Awful Archives: Conspiracy Theory, Rhetoric, and Acts of Evidence.
By Jenny Rice (Columbus: Ohio State University Press, 2020), 226pp.
There are a few categories of books in recent years that touch on the subject of conspiracy theory, two of which are particularly prevalent: some are pop jeremiads about the time in American intellectual culture when (true) facts mattered, science was respected across the political and class spectrum, disagreements could be parsed honestly, when news hadn't been degraded into infotainment and argument wasn't processed into low-cal diatribe and soundbyte, and the very sourcing of information (which we know is one way we elevate some beliefs to the status of knowledge) hadn't been balkanized by cable TV and social media—a time before bunk artists, charlatans, mystics, and yarn-spinners with a disdain for fair play and reality.

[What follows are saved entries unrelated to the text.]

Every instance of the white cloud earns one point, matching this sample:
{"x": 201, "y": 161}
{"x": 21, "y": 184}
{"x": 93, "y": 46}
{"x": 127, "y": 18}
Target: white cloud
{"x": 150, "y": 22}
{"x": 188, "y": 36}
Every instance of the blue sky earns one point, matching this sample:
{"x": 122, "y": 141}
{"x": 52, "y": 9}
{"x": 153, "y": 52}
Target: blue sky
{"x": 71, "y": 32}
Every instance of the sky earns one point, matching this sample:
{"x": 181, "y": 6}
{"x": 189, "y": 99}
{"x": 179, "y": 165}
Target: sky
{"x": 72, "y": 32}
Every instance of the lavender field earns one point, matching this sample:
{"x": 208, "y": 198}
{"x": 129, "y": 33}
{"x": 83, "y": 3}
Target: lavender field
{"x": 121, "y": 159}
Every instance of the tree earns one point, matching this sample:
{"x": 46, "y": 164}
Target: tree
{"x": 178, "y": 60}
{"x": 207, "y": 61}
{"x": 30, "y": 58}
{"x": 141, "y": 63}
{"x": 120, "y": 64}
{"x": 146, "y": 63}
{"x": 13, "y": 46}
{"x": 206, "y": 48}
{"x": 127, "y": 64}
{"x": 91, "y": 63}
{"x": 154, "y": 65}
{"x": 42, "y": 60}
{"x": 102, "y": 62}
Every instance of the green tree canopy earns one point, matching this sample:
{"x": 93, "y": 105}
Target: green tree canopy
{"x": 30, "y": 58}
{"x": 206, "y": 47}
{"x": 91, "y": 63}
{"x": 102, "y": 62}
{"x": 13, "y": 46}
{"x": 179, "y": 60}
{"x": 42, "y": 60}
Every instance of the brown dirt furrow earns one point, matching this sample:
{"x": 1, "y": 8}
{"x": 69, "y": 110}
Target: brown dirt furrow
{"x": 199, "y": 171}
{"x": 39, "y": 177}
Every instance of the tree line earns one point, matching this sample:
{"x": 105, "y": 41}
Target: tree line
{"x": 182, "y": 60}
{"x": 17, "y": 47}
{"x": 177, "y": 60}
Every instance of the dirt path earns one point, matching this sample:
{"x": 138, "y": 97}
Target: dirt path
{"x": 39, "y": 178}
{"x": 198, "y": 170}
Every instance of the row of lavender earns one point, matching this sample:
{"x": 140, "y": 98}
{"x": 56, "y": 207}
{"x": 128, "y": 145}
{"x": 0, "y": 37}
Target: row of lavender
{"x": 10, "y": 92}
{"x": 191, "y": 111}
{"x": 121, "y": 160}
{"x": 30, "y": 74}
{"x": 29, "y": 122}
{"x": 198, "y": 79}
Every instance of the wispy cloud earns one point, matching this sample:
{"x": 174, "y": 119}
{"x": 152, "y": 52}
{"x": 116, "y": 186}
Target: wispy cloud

Others face (vertiginously) forward rather than (laconically) back. These are the narratives of social panic (gangs, satanism, transpeople, greedy bankers, insane tech geniuses, etc.), themselves echoes of older panics imagining the new as not merely disruptive but cataclysmic or, alternatively, imagining historically vulnerable groups (immigrants, the impoverished, Jews, "vocal" women, gay people, etc.) as cabals or insidious upsurging "masses" set on undermining the surprisingly vulnerable sitting duck of Western normative civilization.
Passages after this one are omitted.